Knowledge base

Create a dataset

A dataset is the container documents live in. Get the metadata and provider choice right up front — they shape what the agent can retrieve and how fast.

What you'll learn
  • What each dataset field controls
  • How to choose Public vs Private visibility
  • Which RAG provider to select for your use case
  • When to split content into multiple datasets

Open the dataset builder

Go to Knowledge Base in the sidebar, then click + New Dataset. The form has four fields. Each is required.

Fill the dataset fields

  1. 1

    Name

    Short, descriptive, lowercase-friendly. Examples: "support-faqs", "hr-policies-2026", "product-spec-v3". The name appears in agent attach pickers and in logs.
  2. 2

    Description

    One sentence on what's inside and who maintains it. This is what teammates see when they attach the dataset to an agent.
  3. 3

    Visibility

    Private — only the creator and admins can attach or edit. Public — any workspace member can attach to their agents. Start Private; promote to Public once the content is reviewed.
  4. 4

    RAG provider

    Pick the vector store and embedding model. Each provider is a paired choice: where vectors are stored plus which model embeds them. Defaults are fine for most teams; see Embeddings & providers for the tradeoffs.

Save and provision

Click Create.
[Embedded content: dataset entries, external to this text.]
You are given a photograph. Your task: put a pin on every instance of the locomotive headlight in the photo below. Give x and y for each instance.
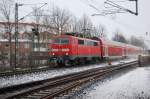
(54, 50)
(66, 49)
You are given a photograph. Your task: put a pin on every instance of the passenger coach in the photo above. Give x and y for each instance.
(66, 49)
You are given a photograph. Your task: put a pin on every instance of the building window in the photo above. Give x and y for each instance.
(26, 45)
(81, 42)
(6, 45)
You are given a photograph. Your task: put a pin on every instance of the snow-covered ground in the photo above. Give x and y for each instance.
(134, 84)
(17, 79)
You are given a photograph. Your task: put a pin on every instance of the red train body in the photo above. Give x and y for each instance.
(70, 49)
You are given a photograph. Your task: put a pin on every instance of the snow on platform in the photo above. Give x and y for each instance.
(24, 78)
(134, 84)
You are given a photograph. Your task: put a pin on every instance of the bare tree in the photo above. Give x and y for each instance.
(6, 12)
(61, 18)
(137, 42)
(85, 26)
(100, 31)
(118, 36)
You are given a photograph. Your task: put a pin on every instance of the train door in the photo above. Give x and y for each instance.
(106, 51)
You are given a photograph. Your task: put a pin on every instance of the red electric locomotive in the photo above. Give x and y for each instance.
(67, 49)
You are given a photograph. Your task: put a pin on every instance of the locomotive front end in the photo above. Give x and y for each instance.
(60, 50)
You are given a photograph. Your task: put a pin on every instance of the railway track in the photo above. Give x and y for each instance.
(49, 88)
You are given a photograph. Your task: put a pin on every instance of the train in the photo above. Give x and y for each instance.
(73, 50)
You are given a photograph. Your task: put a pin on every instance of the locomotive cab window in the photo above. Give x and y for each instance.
(81, 42)
(95, 44)
(61, 40)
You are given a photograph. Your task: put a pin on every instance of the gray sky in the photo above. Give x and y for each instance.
(127, 23)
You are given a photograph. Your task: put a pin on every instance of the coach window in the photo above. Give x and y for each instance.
(95, 44)
(81, 42)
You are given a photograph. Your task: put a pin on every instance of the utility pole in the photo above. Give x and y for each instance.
(16, 35)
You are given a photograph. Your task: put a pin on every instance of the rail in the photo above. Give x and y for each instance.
(49, 88)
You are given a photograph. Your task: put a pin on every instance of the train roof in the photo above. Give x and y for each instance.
(108, 42)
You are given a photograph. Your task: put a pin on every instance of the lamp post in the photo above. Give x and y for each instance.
(16, 34)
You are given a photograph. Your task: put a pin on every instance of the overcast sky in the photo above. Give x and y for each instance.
(129, 24)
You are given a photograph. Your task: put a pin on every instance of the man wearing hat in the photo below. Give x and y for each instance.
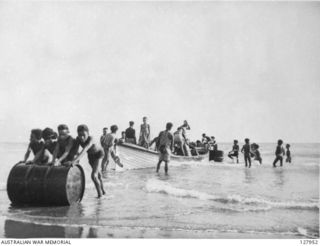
(65, 149)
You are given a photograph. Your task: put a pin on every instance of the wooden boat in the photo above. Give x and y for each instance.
(135, 157)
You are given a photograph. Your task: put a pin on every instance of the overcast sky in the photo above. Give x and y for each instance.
(233, 70)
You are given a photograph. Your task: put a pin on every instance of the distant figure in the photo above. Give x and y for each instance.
(144, 137)
(104, 134)
(288, 153)
(246, 150)
(179, 142)
(45, 156)
(256, 152)
(65, 148)
(109, 149)
(279, 153)
(166, 147)
(235, 151)
(185, 126)
(205, 139)
(35, 145)
(123, 137)
(156, 141)
(131, 134)
(213, 144)
(95, 154)
(193, 150)
(198, 143)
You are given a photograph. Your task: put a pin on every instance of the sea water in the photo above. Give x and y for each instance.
(196, 200)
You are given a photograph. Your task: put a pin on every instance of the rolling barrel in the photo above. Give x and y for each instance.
(216, 155)
(45, 185)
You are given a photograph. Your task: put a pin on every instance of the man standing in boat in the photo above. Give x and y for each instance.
(186, 127)
(165, 147)
(104, 135)
(131, 134)
(144, 137)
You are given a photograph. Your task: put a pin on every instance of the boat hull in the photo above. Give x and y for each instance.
(136, 157)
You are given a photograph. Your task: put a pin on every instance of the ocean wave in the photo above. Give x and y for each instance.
(158, 186)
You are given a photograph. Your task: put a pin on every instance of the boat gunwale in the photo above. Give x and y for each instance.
(174, 157)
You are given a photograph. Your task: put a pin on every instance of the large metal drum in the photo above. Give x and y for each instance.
(45, 185)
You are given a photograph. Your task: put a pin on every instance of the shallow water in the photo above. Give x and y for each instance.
(196, 200)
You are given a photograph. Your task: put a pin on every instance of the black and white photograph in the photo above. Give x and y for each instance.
(160, 120)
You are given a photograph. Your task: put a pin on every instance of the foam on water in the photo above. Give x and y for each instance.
(159, 186)
(294, 232)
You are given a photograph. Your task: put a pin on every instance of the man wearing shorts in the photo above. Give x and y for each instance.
(109, 148)
(165, 147)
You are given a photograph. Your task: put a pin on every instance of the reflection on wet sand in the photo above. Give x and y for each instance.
(17, 229)
(40, 219)
(248, 176)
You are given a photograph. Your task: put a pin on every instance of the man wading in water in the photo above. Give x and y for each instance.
(165, 147)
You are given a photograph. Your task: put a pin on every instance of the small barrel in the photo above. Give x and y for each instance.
(216, 155)
(45, 185)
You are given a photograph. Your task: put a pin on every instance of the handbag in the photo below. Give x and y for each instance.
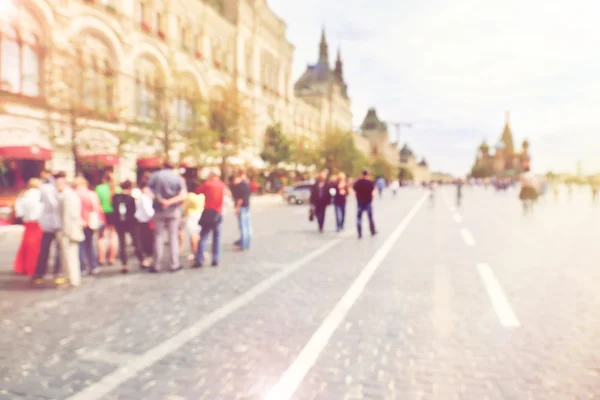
(209, 218)
(94, 220)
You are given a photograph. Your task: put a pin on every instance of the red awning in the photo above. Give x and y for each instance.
(150, 162)
(100, 160)
(25, 153)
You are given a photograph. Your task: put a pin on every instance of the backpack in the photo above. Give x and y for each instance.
(121, 209)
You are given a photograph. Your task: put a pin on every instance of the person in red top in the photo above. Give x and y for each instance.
(93, 218)
(214, 191)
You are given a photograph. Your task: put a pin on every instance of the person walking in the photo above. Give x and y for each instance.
(339, 200)
(105, 192)
(365, 191)
(320, 198)
(29, 208)
(51, 224)
(380, 185)
(214, 190)
(144, 235)
(395, 185)
(241, 197)
(192, 210)
(93, 219)
(125, 208)
(71, 233)
(169, 193)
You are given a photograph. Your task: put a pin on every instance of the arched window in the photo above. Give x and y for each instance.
(20, 62)
(149, 91)
(96, 75)
(249, 64)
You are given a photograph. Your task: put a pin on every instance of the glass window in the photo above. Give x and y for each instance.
(141, 12)
(158, 23)
(10, 62)
(20, 63)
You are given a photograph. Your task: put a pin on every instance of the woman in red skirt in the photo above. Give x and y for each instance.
(28, 207)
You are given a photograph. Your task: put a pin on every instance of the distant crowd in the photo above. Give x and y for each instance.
(90, 228)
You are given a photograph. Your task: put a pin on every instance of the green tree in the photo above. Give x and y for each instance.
(482, 171)
(381, 167)
(302, 152)
(338, 153)
(277, 147)
(229, 123)
(406, 174)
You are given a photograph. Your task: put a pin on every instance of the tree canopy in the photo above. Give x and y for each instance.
(338, 153)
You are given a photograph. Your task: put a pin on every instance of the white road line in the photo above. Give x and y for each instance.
(107, 357)
(442, 314)
(445, 199)
(467, 237)
(294, 375)
(525, 239)
(499, 301)
(457, 217)
(111, 381)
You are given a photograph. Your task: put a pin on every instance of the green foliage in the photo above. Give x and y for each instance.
(302, 152)
(381, 167)
(277, 147)
(229, 123)
(406, 174)
(338, 153)
(482, 171)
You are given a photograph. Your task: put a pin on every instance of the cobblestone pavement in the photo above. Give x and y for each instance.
(470, 303)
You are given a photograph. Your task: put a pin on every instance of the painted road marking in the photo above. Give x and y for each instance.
(107, 357)
(467, 237)
(442, 301)
(111, 381)
(457, 217)
(294, 375)
(499, 301)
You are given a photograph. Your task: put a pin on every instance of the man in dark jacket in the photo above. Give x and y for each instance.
(365, 191)
(320, 198)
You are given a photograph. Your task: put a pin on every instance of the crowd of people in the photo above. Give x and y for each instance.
(336, 192)
(91, 228)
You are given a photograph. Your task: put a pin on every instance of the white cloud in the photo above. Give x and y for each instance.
(464, 63)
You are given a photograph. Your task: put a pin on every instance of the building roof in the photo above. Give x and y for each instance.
(406, 151)
(372, 121)
(321, 72)
(506, 137)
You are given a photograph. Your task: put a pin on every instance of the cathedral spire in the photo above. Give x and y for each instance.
(323, 49)
(339, 69)
(507, 137)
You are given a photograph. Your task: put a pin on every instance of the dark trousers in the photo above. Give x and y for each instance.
(362, 208)
(320, 215)
(122, 231)
(144, 238)
(340, 215)
(42, 264)
(216, 244)
(87, 252)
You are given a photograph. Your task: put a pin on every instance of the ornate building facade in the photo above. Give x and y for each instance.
(505, 160)
(135, 50)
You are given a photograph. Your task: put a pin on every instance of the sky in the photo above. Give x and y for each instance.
(454, 68)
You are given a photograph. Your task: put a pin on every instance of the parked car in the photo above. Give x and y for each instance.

Dezifi provisions the underlying index against your chosen provider — this is instant for managed providers and may take a minute for self-hosted ones. You land on the dataset detail page, empty, ready for uploads.
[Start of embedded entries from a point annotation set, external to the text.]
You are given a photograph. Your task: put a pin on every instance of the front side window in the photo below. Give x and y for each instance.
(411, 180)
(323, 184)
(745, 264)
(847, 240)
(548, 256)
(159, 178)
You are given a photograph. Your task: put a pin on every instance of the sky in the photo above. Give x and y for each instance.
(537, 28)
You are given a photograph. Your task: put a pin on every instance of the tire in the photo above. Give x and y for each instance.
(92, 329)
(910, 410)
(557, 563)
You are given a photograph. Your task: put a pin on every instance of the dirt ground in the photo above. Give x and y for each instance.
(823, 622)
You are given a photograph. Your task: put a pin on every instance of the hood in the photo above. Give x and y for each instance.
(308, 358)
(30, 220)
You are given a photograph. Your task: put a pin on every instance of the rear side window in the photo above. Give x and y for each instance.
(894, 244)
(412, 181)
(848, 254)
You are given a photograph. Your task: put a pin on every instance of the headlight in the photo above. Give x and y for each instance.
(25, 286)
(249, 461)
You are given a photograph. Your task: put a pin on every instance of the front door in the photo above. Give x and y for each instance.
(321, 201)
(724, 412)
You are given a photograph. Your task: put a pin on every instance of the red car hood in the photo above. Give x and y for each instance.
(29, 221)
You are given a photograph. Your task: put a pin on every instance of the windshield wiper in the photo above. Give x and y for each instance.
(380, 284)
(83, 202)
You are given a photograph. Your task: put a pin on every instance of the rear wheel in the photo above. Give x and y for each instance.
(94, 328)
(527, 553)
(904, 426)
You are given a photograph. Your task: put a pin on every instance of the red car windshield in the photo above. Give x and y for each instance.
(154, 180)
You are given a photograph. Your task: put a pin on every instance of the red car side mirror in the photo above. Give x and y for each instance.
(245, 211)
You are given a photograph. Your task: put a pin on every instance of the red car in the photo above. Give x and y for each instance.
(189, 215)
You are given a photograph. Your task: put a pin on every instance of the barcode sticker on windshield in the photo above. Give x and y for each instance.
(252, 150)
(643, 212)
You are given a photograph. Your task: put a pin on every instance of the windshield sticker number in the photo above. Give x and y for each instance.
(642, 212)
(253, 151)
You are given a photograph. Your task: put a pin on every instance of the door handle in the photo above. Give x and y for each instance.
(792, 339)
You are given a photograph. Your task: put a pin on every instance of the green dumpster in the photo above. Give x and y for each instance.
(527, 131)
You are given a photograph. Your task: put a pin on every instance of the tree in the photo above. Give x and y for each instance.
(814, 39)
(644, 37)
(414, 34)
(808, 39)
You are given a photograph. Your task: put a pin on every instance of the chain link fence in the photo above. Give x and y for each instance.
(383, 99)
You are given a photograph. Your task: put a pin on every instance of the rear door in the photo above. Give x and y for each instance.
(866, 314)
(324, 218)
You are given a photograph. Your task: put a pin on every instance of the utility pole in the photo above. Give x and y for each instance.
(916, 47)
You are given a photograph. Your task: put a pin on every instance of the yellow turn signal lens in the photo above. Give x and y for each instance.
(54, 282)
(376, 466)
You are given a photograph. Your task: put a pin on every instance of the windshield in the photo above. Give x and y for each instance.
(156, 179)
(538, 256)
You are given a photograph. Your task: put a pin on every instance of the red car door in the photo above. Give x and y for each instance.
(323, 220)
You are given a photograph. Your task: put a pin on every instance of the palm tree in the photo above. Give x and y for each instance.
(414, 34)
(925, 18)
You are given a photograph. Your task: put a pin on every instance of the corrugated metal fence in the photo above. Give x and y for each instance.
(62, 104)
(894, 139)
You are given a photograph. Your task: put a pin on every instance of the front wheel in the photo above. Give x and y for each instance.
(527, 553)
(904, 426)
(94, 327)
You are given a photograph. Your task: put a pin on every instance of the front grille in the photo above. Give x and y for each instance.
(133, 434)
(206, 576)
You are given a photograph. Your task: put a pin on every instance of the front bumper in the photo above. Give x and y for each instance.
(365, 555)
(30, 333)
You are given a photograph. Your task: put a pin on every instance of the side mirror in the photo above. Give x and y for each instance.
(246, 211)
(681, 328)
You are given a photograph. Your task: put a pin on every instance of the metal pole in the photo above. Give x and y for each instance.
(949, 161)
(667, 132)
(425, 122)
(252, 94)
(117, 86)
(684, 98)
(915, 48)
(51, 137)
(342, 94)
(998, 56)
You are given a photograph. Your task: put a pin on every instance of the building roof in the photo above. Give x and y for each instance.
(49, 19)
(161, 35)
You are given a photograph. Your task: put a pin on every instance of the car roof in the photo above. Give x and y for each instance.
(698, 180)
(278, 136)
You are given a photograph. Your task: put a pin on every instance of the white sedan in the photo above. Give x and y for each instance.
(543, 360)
When to split into multiple datasets

  1. 1

    Different topics

    Support FAQs and HR policies don't belong together — keep retrieval focused.
  2. 2

    Different freshness

    A daily-rotated dataset and an annual one should be separate so re-indexing one doesn't touch the other.
  3. 3

    Different access

    If only some agents should see certain content, isolate it in its own dataset and control attachment.
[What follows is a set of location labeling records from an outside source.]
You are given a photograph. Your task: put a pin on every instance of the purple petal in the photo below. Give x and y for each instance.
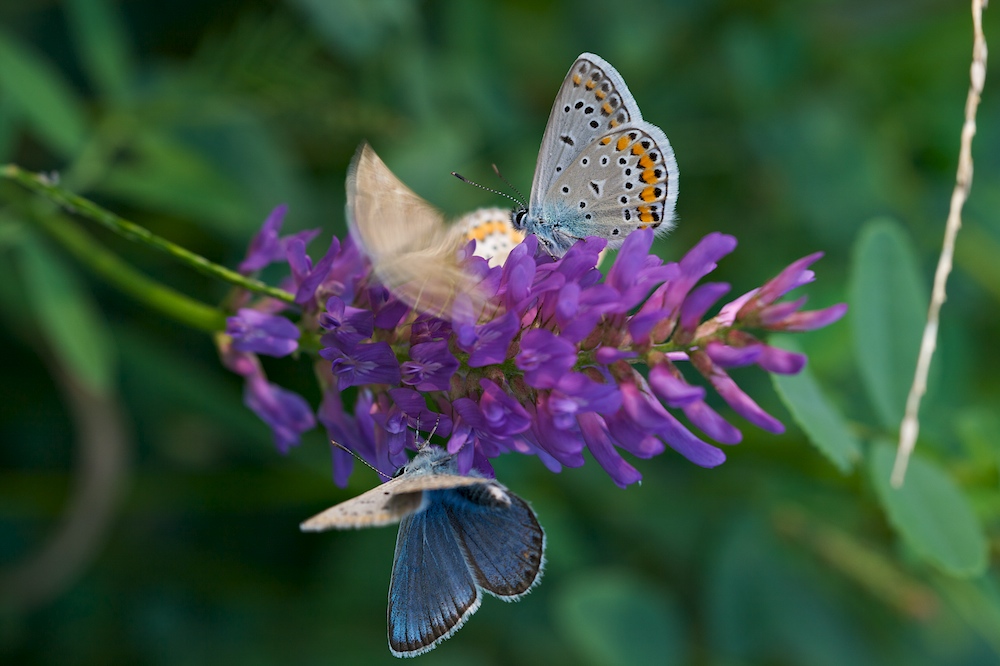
(493, 340)
(808, 321)
(780, 361)
(544, 358)
(261, 333)
(367, 363)
(286, 413)
(734, 396)
(673, 389)
(595, 435)
(725, 356)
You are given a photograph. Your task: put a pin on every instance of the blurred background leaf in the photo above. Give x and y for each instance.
(797, 127)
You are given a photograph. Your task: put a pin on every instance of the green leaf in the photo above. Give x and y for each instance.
(102, 45)
(171, 177)
(823, 424)
(930, 513)
(43, 96)
(73, 327)
(616, 618)
(888, 307)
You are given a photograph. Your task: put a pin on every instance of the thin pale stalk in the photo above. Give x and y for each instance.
(910, 426)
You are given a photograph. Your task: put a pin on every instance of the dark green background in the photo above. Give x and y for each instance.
(794, 125)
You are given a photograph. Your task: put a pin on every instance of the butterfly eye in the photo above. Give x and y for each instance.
(517, 218)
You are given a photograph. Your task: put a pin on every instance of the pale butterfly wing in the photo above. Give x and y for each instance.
(491, 229)
(386, 504)
(413, 253)
(458, 535)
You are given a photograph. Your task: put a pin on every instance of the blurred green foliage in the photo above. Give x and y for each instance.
(797, 126)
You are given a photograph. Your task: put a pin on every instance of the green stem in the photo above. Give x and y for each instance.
(42, 185)
(130, 281)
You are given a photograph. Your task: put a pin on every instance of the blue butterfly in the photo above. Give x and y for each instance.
(602, 170)
(458, 536)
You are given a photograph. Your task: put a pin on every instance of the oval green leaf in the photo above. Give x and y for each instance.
(888, 306)
(821, 421)
(930, 513)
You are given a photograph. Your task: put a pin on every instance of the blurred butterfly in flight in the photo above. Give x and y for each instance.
(458, 536)
(602, 171)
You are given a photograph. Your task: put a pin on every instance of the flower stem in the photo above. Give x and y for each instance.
(41, 184)
(126, 278)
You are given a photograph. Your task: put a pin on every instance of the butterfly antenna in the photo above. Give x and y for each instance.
(360, 459)
(488, 189)
(520, 197)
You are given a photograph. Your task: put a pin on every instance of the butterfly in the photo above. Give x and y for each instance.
(458, 536)
(602, 170)
(414, 254)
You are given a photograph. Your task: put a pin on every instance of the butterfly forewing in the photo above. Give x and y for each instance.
(413, 253)
(593, 100)
(386, 504)
(624, 180)
(504, 546)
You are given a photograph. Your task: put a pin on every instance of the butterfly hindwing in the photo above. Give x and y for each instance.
(432, 591)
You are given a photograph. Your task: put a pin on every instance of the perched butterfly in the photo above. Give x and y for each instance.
(413, 253)
(458, 536)
(602, 170)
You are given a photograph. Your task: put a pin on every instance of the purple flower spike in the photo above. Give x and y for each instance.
(672, 389)
(595, 435)
(431, 368)
(254, 331)
(546, 366)
(347, 326)
(780, 361)
(734, 396)
(306, 276)
(545, 358)
(725, 356)
(266, 247)
(492, 340)
(367, 363)
(287, 413)
(502, 414)
(808, 321)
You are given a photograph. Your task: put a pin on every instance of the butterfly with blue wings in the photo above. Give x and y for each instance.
(458, 536)
(602, 171)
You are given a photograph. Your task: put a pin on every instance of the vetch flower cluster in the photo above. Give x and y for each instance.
(565, 360)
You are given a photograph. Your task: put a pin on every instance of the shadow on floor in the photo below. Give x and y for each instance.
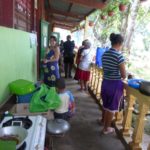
(85, 131)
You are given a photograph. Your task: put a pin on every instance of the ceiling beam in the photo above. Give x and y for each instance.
(58, 23)
(62, 26)
(63, 23)
(63, 20)
(88, 3)
(63, 13)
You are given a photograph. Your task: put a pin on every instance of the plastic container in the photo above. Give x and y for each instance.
(21, 87)
(24, 98)
(23, 110)
(134, 83)
(99, 53)
(27, 97)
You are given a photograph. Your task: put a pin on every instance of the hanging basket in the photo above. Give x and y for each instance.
(103, 17)
(110, 13)
(143, 0)
(122, 7)
(91, 23)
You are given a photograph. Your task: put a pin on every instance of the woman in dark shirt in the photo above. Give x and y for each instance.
(113, 64)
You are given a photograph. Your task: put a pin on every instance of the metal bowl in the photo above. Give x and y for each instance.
(17, 131)
(57, 126)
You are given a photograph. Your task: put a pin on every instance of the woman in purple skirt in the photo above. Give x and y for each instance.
(113, 64)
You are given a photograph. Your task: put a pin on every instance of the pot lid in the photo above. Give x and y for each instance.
(57, 126)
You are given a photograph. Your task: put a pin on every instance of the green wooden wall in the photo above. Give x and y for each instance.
(17, 59)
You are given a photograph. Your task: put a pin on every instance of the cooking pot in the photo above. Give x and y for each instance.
(14, 131)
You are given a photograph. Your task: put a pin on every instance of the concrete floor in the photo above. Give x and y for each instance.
(85, 131)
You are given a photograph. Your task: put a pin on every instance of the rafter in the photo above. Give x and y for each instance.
(62, 26)
(88, 3)
(63, 23)
(63, 13)
(63, 20)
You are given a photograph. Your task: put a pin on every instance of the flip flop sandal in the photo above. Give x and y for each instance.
(109, 131)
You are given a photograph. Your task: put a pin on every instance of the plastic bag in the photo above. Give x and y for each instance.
(44, 99)
(21, 87)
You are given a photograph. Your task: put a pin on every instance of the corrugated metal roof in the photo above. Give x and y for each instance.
(70, 12)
Frequently asked questions

Can I rename a dataset later?
Yes. Description and visibility are editable from the dataset detail page. The slug behind the scenes stays stable, so references from agents don't break.
Can I change the RAG provider after creating the dataset?
No. Provider choice is locked at creation because it determines how documents are embedded and stored. To switch, create a new dataset with the desired provider and re-upload.
How many datasets can a workspace have?
There is no hard limit. Most teams end up with five to twenty — one per topic or content owner. Splitting is cheap; over-merging hurts retrieval quality.